執筆業をやっていると、たまに書きたくてたまらないというときが訪れる。
これを伝えなければ…この人のことを知ってほしい…など動機は様々だが、そんな瞬間と出会えることは大きな幸せだ。
映画『ファーストキス 1ST KISS』(以下、『ファーストキス』と表記)を鑑賞すると、そんな気持ちでいっぱいになった。記事を書く必要がないにせよ、きっと多くの人が近い感情を抱いたのではないだろうか。
松村北斗がすごすぎる、と。
昨年に公開された映画『夜明けのすべて』(2024)で彼の俳優としてのとてつもないポテンシャルを理解していたはずなのに、映画館を出た後に感嘆の声を上げずにはいられなかった。
『ファーストキス』は、脚本が『花束みたいな恋をした』の坂元裕二、監督は『ラストマイル』(2024)の塚原あゆ子と、業界を代表する2人がタッグを組み、タイムトラベルを中心に物語が展開していく。

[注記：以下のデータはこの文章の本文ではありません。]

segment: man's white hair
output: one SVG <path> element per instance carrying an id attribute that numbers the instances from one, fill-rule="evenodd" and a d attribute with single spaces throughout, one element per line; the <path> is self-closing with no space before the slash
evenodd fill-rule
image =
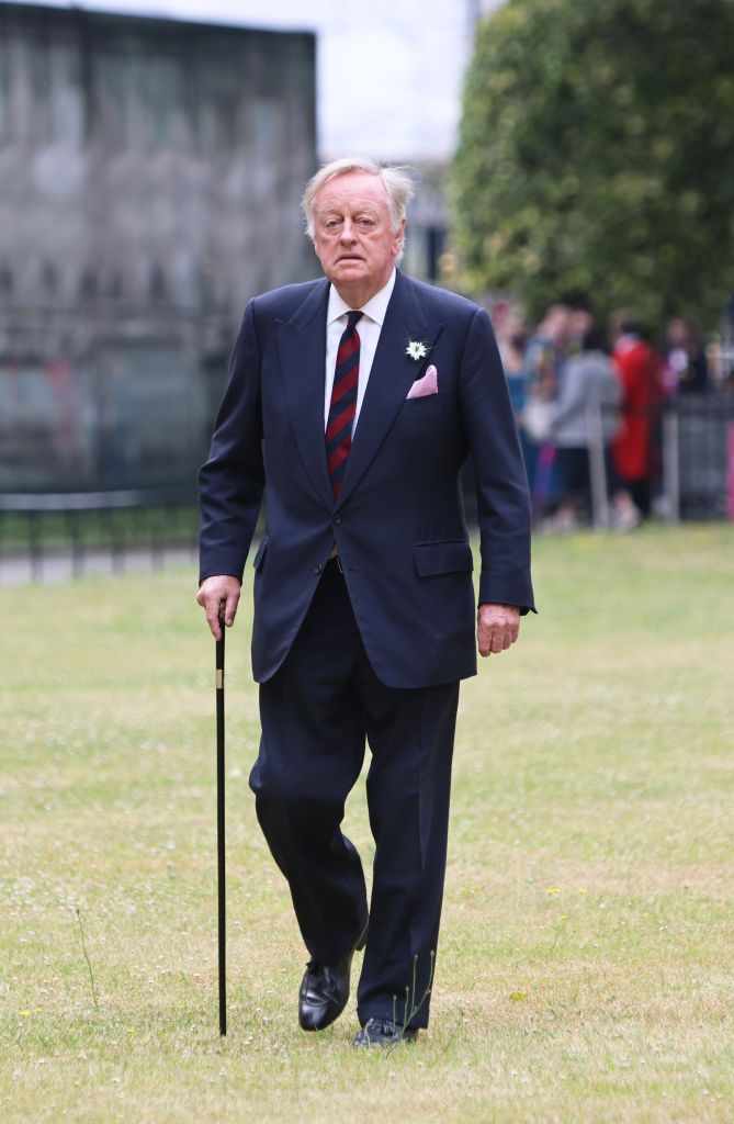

舞台美術の仕事をしている主人公・硯カンナ(松たか子)は、事故で亡くなる夫の駈(松村北斗)を救うためタイムトラベルに幾度も挑戦していく。行けるのは、決まって15年前の夏。過去に与えたことが現在にまで影響し、「未来は変えられる」ことを教えてくれるラブストーリーとなっている。